# How to get my feral colony into a box?



## Ppanofsky (Apr 1, 2015)

I need help "encouraging" a colony to move up into a hive body. I relocated a large birdhouse which was heavily colonized (1'x1'base, 2' tall) to my bee yard. I did not have enough spare deep boxes to put around the tall birdhouse so I made a modified bottom board/adapter thingie by cutting a piece of plywood to match my 10-frame deep and cut a hole in it to match the birdhouse top (I removed the top of the birdhouse). I put a 3/8" rim on 3 sides of the board to give bee space below the frames and create a bottom-board style entrance/exit. Then I coverd the bird hole up. 
It has been about 3 weeks now and the bees have not moved into the frames at all yet. I was hoping they would move up and I could eventually find the queen up top and use a queen excluder to phase out the birdhouse. They seem to be perfectly happy where they are in the birdhouse but of course they aren't very useful to me in there. Am I jumping the gun and need to give them more time? Should I try Bee-Quick or similar product to drive them up? Should I knuckle up and cut them out? I'm trying to avoid a cut out but if that's what it takes then so be it. This is my first experience with feral bees and I have never done a cut-out before. 
Thanks for any advise you can give!


----------



## JRG13 (May 11, 2012)

They're not going to leave brood, but some drawn comb might move them up faster.


----------



## Ramona (Apr 26, 2008)

What did you see when you removed the top of the birdhouse?
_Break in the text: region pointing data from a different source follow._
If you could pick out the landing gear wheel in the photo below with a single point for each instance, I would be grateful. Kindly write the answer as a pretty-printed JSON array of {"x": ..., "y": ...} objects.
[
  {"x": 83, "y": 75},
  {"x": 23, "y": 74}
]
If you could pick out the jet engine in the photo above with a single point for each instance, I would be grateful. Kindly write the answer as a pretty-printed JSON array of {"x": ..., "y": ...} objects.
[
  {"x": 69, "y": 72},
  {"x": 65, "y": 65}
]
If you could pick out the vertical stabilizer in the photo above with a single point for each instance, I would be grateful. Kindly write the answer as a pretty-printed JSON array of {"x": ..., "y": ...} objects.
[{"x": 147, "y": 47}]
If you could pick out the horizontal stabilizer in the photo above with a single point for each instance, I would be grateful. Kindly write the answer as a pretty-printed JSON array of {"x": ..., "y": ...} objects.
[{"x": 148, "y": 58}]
Had the bees built comb?


----------



## dbmcalva (May 21, 2014)

A modified Hogan trap should do it. Frame or two of brood and a funnel trap. Piece of cake. Bret


----------



## Mr.Beeman (May 19, 2012)

Do the cutout and get it over with. This will give them the headstart they need to build up stores and population.
Not to mention they will be alot easier to manipulate during inspections.


----------



## Ppanofsky (Apr 1, 2015)

Ramona said:


> What did you see when you removed the top of the birdhouse? Had the bees built comb?
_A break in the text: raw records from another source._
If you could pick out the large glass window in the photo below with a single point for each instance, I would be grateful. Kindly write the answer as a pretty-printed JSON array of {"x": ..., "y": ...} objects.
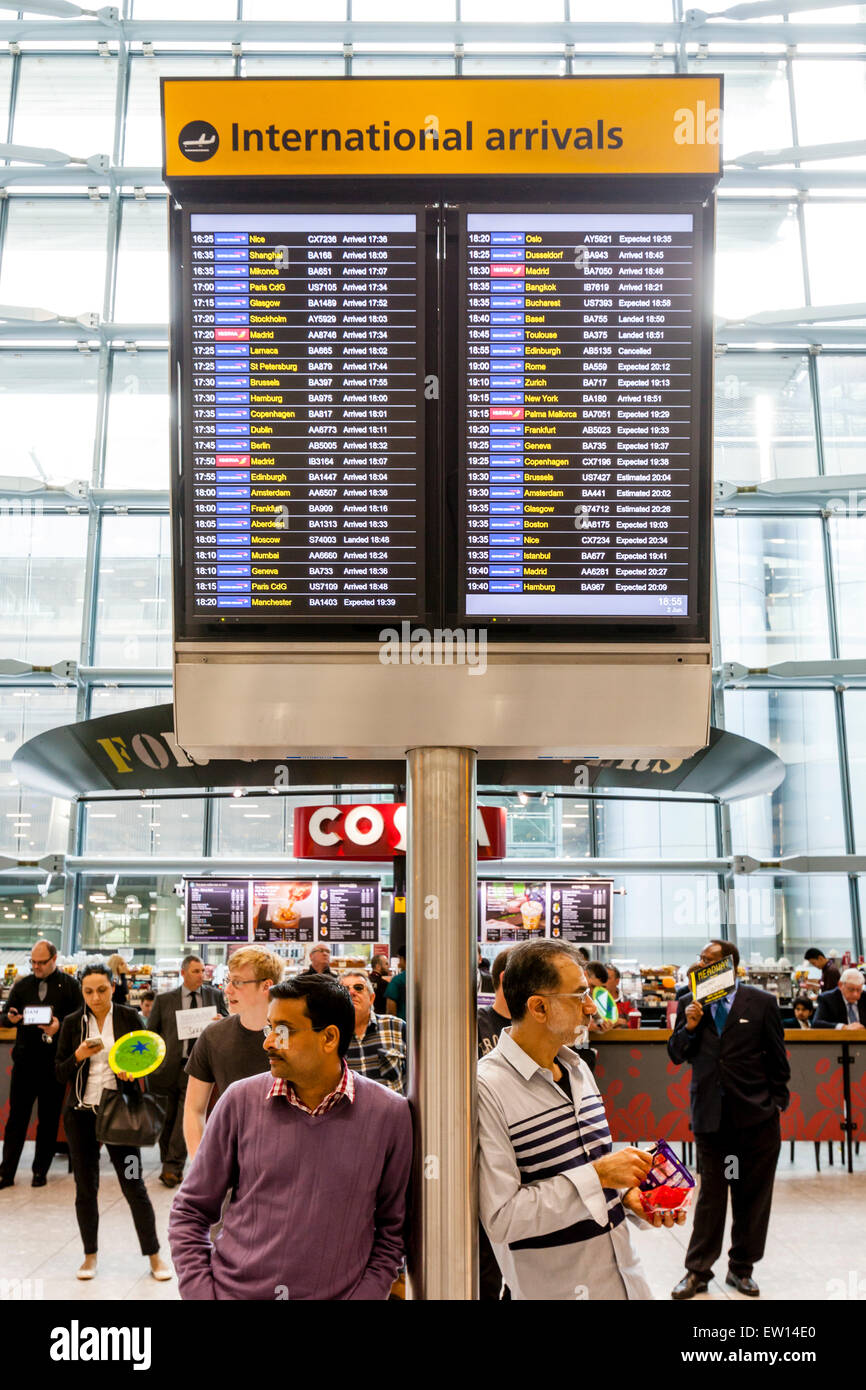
[
  {"x": 136, "y": 446},
  {"x": 27, "y": 913},
  {"x": 42, "y": 584},
  {"x": 66, "y": 103},
  {"x": 848, "y": 551},
  {"x": 134, "y": 592},
  {"x": 843, "y": 396},
  {"x": 823, "y": 89},
  {"x": 758, "y": 262},
  {"x": 765, "y": 423},
  {"x": 142, "y": 263},
  {"x": 642, "y": 830},
  {"x": 132, "y": 913},
  {"x": 772, "y": 595},
  {"x": 31, "y": 823},
  {"x": 141, "y": 829},
  {"x": 756, "y": 103},
  {"x": 54, "y": 255},
  {"x": 49, "y": 414},
  {"x": 833, "y": 278},
  {"x": 781, "y": 918},
  {"x": 143, "y": 132},
  {"x": 805, "y": 812}
]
The birdhouse is fully built out. Packed with comb and weighed about 80 lbs.


----------



## Tenbears (May 15, 2012)

Get out the rubber band and frames and go to work, in the end you will be better off.


----------



## Graperunner (Mar 13, 2012)

Try this,
Drumming = Tapping or thumping on the sides of a hive to make the bees ascend into another hive placed over it or to drive them out of a tree or house. This will not get all of them out, but will move a significant number.
once they are up in your box slide a queen excluder between.


----------



## B52EW (Jun 3, 2013)

Agree...start the cut out. Couldn't have a better place to do it...right there in the yard (no crawling under the house or climbing roofs). It's a good experience to try. And I have found the bees are pretty good at repairing my mistakes. Pull up a chair, methodically cut out and attach to the frames. Also you have the advantage that the bees are already home there, you don't have to worry about getting all the foragers back at some other location.


----------



## Ppanofsky (Apr 1, 2015)

Thanks for the advise everyone! I need to build some more boxes and bottom boards so when I finish that project next week if there is still no movement I'll put on my big-boy pants and cut them out. In the mean time I put in some extra old brood comb (don't have any active brood to spare now) and a couple drops of lemongrass oil just for kicks. They have 1 week and them I'm going in!


----------